Monday, August 13, 2007

The icebreakers we should build

Further to Damian Penny's post at Daimnation!, and the government's northern military plans, a former senior member of the Canadian Coast Guard has some reasoned suggestions :
While the prospect of armed troops in the Arctic and associated infrastructure are commendable initiatives, I believe there are other more creative, cost-effective, supportive methods of providing better service, in less time, with greater benefits to the Inuit community and the current and future development of the Canadian Arctic.

In an era when the country needs a strong Canadian Coast Guard to support domestic responsibilities in its waterways, the CCG is being diminished and reduced on an almost daily basis. I believe that a more realistic approach would allow our new government to provide a much more cost- and mission-effective solution to this age-old problem of Arctic sovereignty...

• Acquire three multi-mission heavy icebreakers capable of operating in the Arctic on a year-round basis (not for a few months of the year, as with the proposed medium-capable icebreakers). These vessels need to be the best in the world and capable of delivering a suite of federal and territorial programs and services in the area they are designed to operate in. Such vessel designs are currently available and could be purchased and/or leased and in service in less than five years at a cost considerably below the original estimate of $1 billion apiece [but good political luck: see Damian's Update - MC].

• Primary missions would include, but not be limited to: search and rescue; Arctic science; hydrography; oceanography; fisheries management and protection; law enforcement; maritime security; pollution response (federal responsibility north of 60 degrees north); icebreaking, ice reconnaissance and monitoring, particularly in light of global warming; ice escort, harbour breakouts; remote community support, supporting Arctic economic development; in addition to Arctic sovereignty...

• Such vessels, although much more capable than the ones proposed by the government, would have smaller crews and have the ability to accommodate appropriate mission-specific personnel (i.e. scientists, pollution response specialists, RCMP, Armed Forces, etc.)

• The design of these icebreakers is such that they can often conduct several missions at once and thus achieve a much greater return on our investment and operating costs.

The support to economic and social development is one that is much deserved by our Inuit community.
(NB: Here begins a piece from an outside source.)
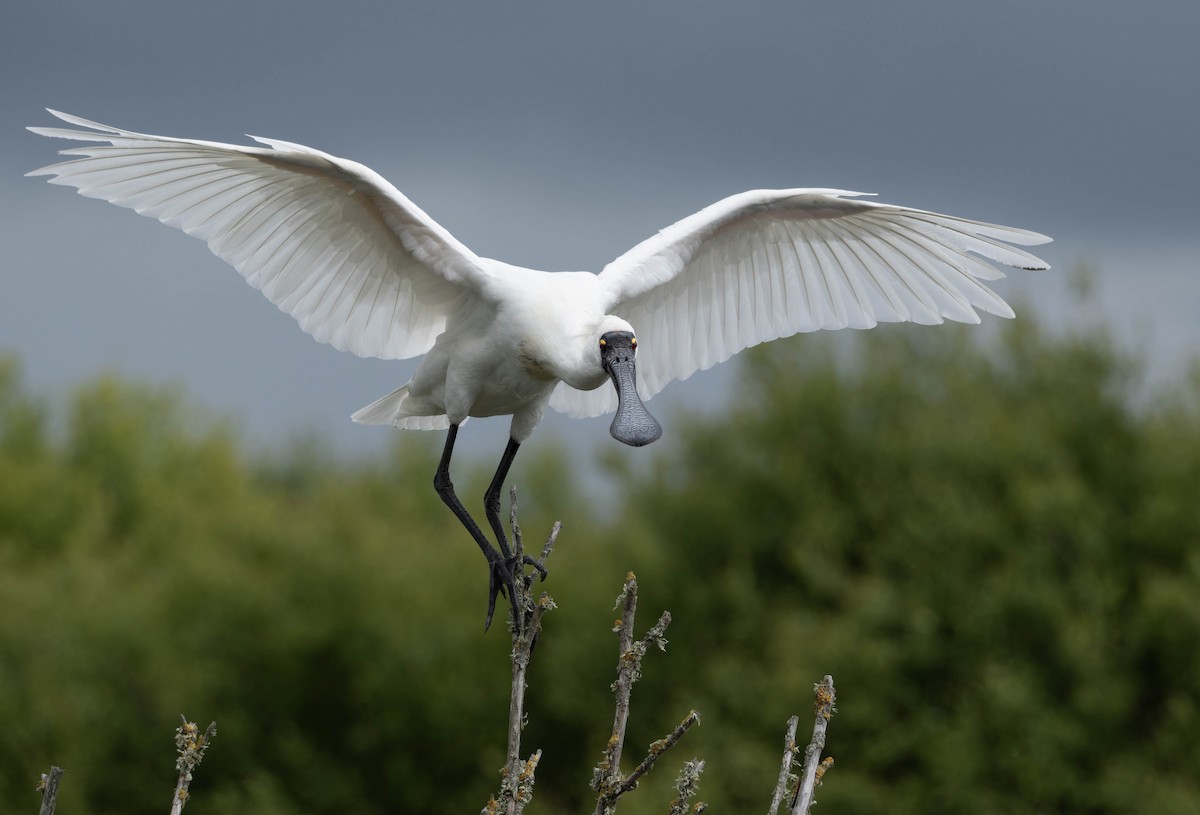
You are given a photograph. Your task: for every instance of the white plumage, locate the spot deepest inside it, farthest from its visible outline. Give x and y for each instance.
(364, 269)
Given the remoteness of the communities, size of their territories, and the difficult environment, they deserve the support of the federal government in a manner that makes sense. While they do not have access to a national highway (Trans-Canada) or railway system, the marine and air modes of transportation are their only connections and, in most cases, airports are not options. Despite their reliance on marine transportation in their everyday life (fishing and hunting), they do not get the same level of support as their southern colleagues because of their remote location and comparatively small numbers. A federal icebreaker with an IFR helicopter can provide much needed support quickly, in addition to extending the reach and range of Canadian sovereignty...

Rod Stright is a former director of operations with the Canadian Coast Guard and has more than 30 years experience with the CCG.
For a a brief discussion of Arctic sovereignty issues see this comment of mine.


Anonymous Anonymous said...

In order to fully protect the Canadian Arctic territories, I think it would take much more than the Canadian Rangers. The Russians put up their flags and the Danish are coming too.